By Elizabeth Low and Grant Smith

(Bloomberg) Oil traded near a six-week low as industry data showing an increase in U.S. crude stockpiles re-affirmed expectations that global markets will be oversupplied in the first part of the year.

Futures steadied near $58 a barrel as traders focused on the approaching seasonal lull in demand once winter ends. The American Petroleum Institute reported inventories expanded by 1.1 million barrels last week, according to people familiar with the data. OPEC warned of surging supplies from competitors from Norway to Guyana this year that could keep oil markets weak.

U.S. crude inventories are recovering after year-end dip

West Texas Intermediate crude for February delivery rose 5 cents to $58.28 a barrel on the New York Mercantile Exchange as of 9:07 a.m. local time. The contract closed Monday at the lowest since Dec. 3. Concerns that the U.S. and Iran were headed for conflict over the killing of an Iranian general, which sent prices soaring earlier this month, have largely dissipated.

Front-month WTI futures were at a discount, or contango, to second-month for a second day, a relationship normally suggesting oversupply.

Brent futures for March settlement dropped 3 cents to $64.46 a barrel on the ICE Futures Europe exchange after climbing 0.5% on Tuesday. The global benchmark crude traded at a $6.16 premium to WTI for the same month.

“The preliminary API data is likely weighing on sentiment this morning,” said Harry Tchilinguirian, head of commodity markets strategy at BNP Paribas SA.


The U.S. government’s Energy Information Administration will release official data on stockpiles later on Wednesday. Analysts surveyed by Bloomberg forecast it would show inventories rose by 1.1 million barrels in the week ended Jan. 10, in line with the API’s numbers. That would be the second straight increase following three weeks of declines.

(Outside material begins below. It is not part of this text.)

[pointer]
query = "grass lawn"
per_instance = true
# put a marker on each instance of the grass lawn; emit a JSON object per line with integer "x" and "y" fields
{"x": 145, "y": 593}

President Donald Trump’s impending initial trade agreement with China has also impacted oil prices. The pact, in theory, defuses tensions that weighed on markets throughout last year, but isn’t wholly assuaging concerns.

Existing U.S. tariffs on Chinese goods are likely to stay in place until after the presidential election, people familiar said, while Reuters reported America is drafting more rules to block sales to Huawei Technologies Co.

“While the stay in existing tariffs may be disappointing, further details from the agreement tonight might change the mood in the market,” said Howie Lee, an economist at Oversea-Chinese Banking Corp. in Singapore. “Additional positive details, especially pertaining to phase-two negotiations, might yet give crude prices a lift.”

Other oil-market news
  • A BloombergNEF report released Tuesday said that a predicted slowdown in Permian Basin output won’t be as severe or swift as some executives are predicting.
  • Russia and the U.A.E. said that OPEC and its allies will proceed with a scheduled meeting in March to decide whether to continue production cuts. Tass reported Tuesday that it might be canceled.
  • U.S. oil output growth could decelerate by more than 50% next year, the EIA forecast, as greater capital discipline cuts drilling rigs in America’s largest shale patch.
  • An Arctic blast sweeping across Western Canada is weighing on the price of heavy crude. Temperatures in Alberta and Saskatchewan are cold enough to render the region’s viscous oil rock solid.